The best of formal and informal education merged when the National Writing Project (NWP) and the Association of Science-Technology Centers (ASTC) kicked off the Intersections Initiative, a program to support partnerships between NWP sites and science museums around the country to integrate literacy practices with science, technology, art, engineering, and mathematics (STEAM) education and to work at the intersections of formal and informal education. 

Why Bring Science Centers and Writing Projects Together?

Inverness Research had worked with ASTC and NWP for over twenty-five years, and Mark St. John thought there was tremendous potential in fostering this partnership for several reasons. One reason is that NWP and ASTC share a long history of working with science educators and youth. In addition, there are approximately 200 local NWP sites located across the country and over 350 science centers and museums that are ASTC members; many communities have both. All three organizations thought that a collaboration between the NWP and ASTC sites seemed likely to foster and be able to support innovative experiments in science-literacy work at scale.

Foundational Ideas

Several key ideas were foundational to the design and implementation of the Intersections project. First, it is both feasible and productive to have writing project sites and science centers plan locally appropriate, innovative science-literacy projects. Rather than setting out to dictate that local partnerships would implement a “one-size fits all” program, the Intersections project would provide guidelines and ongoing input to help foster the creative bubbling up of innovative ideas from local sites. Another key idea is that the project would focus on the formation of partnerships first, developing projects second, with the forming of project ideas as a vehicle to build partnerships within the network. The Intersections project would also focus on design and iteration, using multiple mechanisms to provide the local partnership sites with a variety of input and feedback on the design and implementation of their local programs—including design institutes and charrettes, community calls, leadership team thinking partners, and annual reflective report writing processes. In addition, the Intersections project was designed to address the challenge of how to scale up and disseminate local, innovative programming: by linking two national organizations in this proposed project, with their history of sharing programs and practices across both kinds of communities (writing and informal science learning), this project would create the opportunity for both large-scale experimentation and dissemination of creative arrangements between NWP sites and science centers. These small local experiments, networked together and supporting each other, could lead to innovative designs of programs and activities that give informal and formal science educators skills in developing science and literacy programs, and give youth creative opportunities to have rich science inquiry experiences while at the same time fostering literacy and media skills.
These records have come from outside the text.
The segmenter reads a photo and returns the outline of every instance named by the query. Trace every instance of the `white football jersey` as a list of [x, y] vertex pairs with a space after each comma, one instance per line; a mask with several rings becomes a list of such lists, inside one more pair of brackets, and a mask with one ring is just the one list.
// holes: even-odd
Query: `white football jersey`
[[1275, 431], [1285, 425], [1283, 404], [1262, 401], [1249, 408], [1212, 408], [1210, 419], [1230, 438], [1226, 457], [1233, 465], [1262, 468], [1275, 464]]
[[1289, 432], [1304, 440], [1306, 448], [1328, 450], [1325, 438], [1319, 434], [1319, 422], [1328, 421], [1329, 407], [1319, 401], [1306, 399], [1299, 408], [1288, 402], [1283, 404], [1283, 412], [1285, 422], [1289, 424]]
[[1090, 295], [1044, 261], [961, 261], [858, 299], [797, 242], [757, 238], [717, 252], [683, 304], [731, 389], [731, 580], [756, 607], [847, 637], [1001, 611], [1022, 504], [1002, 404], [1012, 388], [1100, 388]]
Symbiosis: Innovation and Scale-Up

The huge existing capacity to share and disseminate these experiments through both of these existing organizations—essentially continually growing the network of NWP sites and science museums involved in the effort —could provide a mechanism that creates a symbiotic relationship between innovation and scale-up.

The resulting Intersections project’s goals were to create partnerships between NWP sites and science museums, to support their self-identified science and literacy programming, and link them with other sites across the country through professional development and technical assistance activities to create a network of practitioners that share and communicate emerging new practices. Led by project leaders from both NWP and ASTC, Intersections would help broker local partner arrangements between NWP sites and science centers; provide meetings and ongoing support mechanisms to enable these partner sites to share ideas and learn from one another; provide technical assistance and evaluation of programming efforts; and ultimately, produce a collection of successful arrangements and program designs.